My hospital stay immediately after the transplant was, honestly, not the greatest experience. I feel like I was sent home a bit too early, and I ended up right back there within a couple of days. The first time was due to some swelling issues which lasted only a day or two. However, my second stay was around 8 days and it was a bit scarier. I was unable to keep anything down – even my own saliva. As you can imagine, constant heaving for days with the incisions was not fun. There was no real answer as to why it was happening, but my team did their best to keep me comfortable. On the 7th day, I asked them to stop giving me medications. Prior to the surgery, I rarely if ever took any sort of medication. I’ve always tried to fight through headaches or any sort of minor pain because I hate putting things in my system. I think the stress of losing an organ and then being pumped full of all sorts of medications to try and figure out why my body was fighting back made it worse. Slowly, I got better and within weeks, I was completely back to normal.  

I think one of the biggest pieces of advice I would tell someone that is donating is to try and have someone with you that can help advocate for your needs. I knew I was being released too early, but I think this procedure has become more commonplace now (which is a great thing!) and sometimes staff doesn’t take the time to stop and listen. This is your experience and your body. You have every right to get loud when something doesn’t feel right. Also, having a body pillow was literally the most amazing thing ever, so make sure you have that with you! 

Post-surgery, I wasn’t able to jump back into working out as fast as I would have liked due to some minor setbacks. However, I soared past them and was back on track within a couple of months. Since recovering, I find myself wanting to push myself even more. I am amazed at what the human body is capable of. I can honestly say that I truly embrace the notion that I don’t “have” to work out now, I “get” to work out. Since the donation, I have completed a number of challenges with fellow Peloton riders, run a handful of 5K’s, and made it to finals in the Camp Gladiator Games. My Games team, which consists of 3 others and myself, decided to name our group “Siete Rinones” which means 7 kidneys in Spanish, lol.  I am careful not to go too crazy with weights, and I am conscious of the amount of protein that I eat. But, other than that, I am all in and full steam ahead just like before! 

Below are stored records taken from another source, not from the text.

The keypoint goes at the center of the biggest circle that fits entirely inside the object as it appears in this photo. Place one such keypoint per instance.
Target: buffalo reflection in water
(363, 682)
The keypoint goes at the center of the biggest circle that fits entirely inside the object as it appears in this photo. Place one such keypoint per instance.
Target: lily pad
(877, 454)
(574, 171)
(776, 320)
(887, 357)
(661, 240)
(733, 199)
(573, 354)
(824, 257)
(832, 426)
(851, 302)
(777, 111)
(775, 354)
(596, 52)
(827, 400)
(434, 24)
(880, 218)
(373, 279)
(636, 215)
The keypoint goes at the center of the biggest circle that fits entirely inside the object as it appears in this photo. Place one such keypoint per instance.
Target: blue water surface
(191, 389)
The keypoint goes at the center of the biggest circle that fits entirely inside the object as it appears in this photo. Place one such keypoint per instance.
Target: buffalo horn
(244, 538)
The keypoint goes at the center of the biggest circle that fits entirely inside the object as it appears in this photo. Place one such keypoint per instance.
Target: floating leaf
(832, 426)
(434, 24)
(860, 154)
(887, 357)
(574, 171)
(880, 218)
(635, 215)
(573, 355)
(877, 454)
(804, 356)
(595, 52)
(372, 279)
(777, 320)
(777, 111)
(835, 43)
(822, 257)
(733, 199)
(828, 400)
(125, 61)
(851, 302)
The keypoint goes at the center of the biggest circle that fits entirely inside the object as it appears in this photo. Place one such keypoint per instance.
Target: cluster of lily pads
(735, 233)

Unfortunately, our story doesn’t have a storybook ending. Due to some complications, my stepdaughter was on dialysis within a year. Honestly, it took a bit to come to terms with everything. It was not pretty, and there were some very real feelings involved with how everything ended. However, I would donate again in a heartbeat if I could. I have learned through this that every story matters and that donors carry with them their own unique experiences and stories. Theirs are just as important, and through our experiences, we can help others who might go through something similar. What you are doing is giving a gift, and just like any gift, you have no control over what happens to it when it leaves you. I know that I did everything I could do, and I would tell someone that was thinking of donating to absolutely go for it. Three years later, I am back to everything I was doing before. I have no regrets, and every chance I get I encourage others to donate if they are able. I asked myself “what if” so many times while thinking about donating, but the biggest one that pushed me through was “what if I don’t”?